One Victory in an Ongoing Struggle
After hours of public comment, the regents voted five to three against the resolution, handing a defeat to Pillen and Ricketts. Several of the regents who voted with the majority expressed their trust in the system president, campus leaders, and the faculty. In addition, regents who voted with the majority cited the need to protect academic freedom and the need to be sensitive to the concerns of students of color as reasons for opposing the resolution. Such an outcome, in a state as conservative as Nebraska, represents an important victory, and our strategy may offer lessons for those seeking to turn back these threats against academic freedom and the teaching of race elsewhere.
However, this struggle will continue in Nebraska and nationally. After the board of regents vote, Pillen said, “I’m disappointed in today’s outcome, but this fight is not over. . . . I will continue to oppose critical race theory being imposed on students in higher education, and it will be a priority to ban it from Nebraska’s K‒12 schools as governor.” In fact, his failed resolution figures prominently on the “issues” page of his campaign website, where Pillen reiterates his opposition to CRT at the University of Nebraska. Governor Ricketts also pledged to continue his effort to ban the teaching of CRT at the University of Nebraska. However, since the August 13 vote, Ricketts and Pillen have made little public effort to renew their attempt to ban CRT from the university, nor is it clear how they could accomplish this goal. More likely than not, Pillen achieved what he sought politically. He can now campaign on the idea that he tried to block CRT as a regent, defusing attacks from his right on the issue.

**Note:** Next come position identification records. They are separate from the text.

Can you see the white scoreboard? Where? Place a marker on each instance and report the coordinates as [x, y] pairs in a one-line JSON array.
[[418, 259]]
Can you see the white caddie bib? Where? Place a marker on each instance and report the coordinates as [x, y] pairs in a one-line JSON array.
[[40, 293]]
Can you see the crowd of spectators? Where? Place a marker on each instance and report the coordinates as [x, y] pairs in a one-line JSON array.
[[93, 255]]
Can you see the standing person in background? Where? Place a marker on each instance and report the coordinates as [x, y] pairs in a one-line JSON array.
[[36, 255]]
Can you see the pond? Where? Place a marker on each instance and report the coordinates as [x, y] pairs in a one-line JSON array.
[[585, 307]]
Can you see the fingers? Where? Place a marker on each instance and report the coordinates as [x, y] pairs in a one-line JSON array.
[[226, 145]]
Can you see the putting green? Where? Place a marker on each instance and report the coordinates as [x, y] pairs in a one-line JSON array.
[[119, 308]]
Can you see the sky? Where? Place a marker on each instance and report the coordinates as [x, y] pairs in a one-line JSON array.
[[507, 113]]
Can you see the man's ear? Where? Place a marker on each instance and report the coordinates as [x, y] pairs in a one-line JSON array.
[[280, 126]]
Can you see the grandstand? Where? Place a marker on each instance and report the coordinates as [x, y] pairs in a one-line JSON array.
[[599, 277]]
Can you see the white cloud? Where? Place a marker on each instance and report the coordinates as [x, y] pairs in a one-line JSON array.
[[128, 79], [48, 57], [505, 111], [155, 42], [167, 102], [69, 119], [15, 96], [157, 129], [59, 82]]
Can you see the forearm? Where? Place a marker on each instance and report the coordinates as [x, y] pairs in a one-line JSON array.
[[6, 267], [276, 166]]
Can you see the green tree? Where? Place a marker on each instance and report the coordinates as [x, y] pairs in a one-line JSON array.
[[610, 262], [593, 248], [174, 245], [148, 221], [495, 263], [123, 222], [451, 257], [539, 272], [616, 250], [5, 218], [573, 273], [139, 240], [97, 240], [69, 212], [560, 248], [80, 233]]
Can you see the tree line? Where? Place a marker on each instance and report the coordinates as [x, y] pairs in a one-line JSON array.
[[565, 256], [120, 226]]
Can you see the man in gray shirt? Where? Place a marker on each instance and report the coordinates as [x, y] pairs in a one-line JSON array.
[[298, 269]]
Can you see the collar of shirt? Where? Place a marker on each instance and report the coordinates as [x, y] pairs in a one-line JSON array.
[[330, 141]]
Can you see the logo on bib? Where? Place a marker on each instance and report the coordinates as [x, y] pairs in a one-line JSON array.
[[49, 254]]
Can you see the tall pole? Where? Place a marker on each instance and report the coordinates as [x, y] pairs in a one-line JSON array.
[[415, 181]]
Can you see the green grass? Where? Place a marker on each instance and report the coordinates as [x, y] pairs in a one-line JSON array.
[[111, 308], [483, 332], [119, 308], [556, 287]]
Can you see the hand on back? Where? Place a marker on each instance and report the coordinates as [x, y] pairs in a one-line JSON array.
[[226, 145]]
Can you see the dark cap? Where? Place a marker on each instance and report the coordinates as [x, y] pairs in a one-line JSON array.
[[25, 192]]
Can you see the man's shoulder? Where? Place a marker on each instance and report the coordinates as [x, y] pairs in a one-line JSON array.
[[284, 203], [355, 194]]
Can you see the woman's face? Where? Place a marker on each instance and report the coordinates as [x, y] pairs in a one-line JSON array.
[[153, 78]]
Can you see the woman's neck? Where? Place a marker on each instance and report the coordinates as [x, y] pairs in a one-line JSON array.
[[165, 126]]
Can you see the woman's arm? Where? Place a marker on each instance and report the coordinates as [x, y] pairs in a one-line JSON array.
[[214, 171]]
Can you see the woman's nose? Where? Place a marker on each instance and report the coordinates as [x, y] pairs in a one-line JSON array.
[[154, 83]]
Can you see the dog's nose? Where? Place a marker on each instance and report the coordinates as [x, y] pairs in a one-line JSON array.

For the time being, administrators, faculty members, and students at the University of Nebraska have successfully held the line against the latest salvo in a Republican-manufactured cultural war. But none of the defenders of academic freedom and free speech in Nebraska or nationally should rest easy. As long as the struggle for racial justice continues, right-wing policy makers and think tanks will continue to advance their efforts to censor critical discussions of the current and historical impact of race on our society and its institutions.
William Avilés is professor of political science at the University of Nebraska at Kearney and president of the University of Nebraska of Kearney Education Association. He is also an at-large member of the AAUP.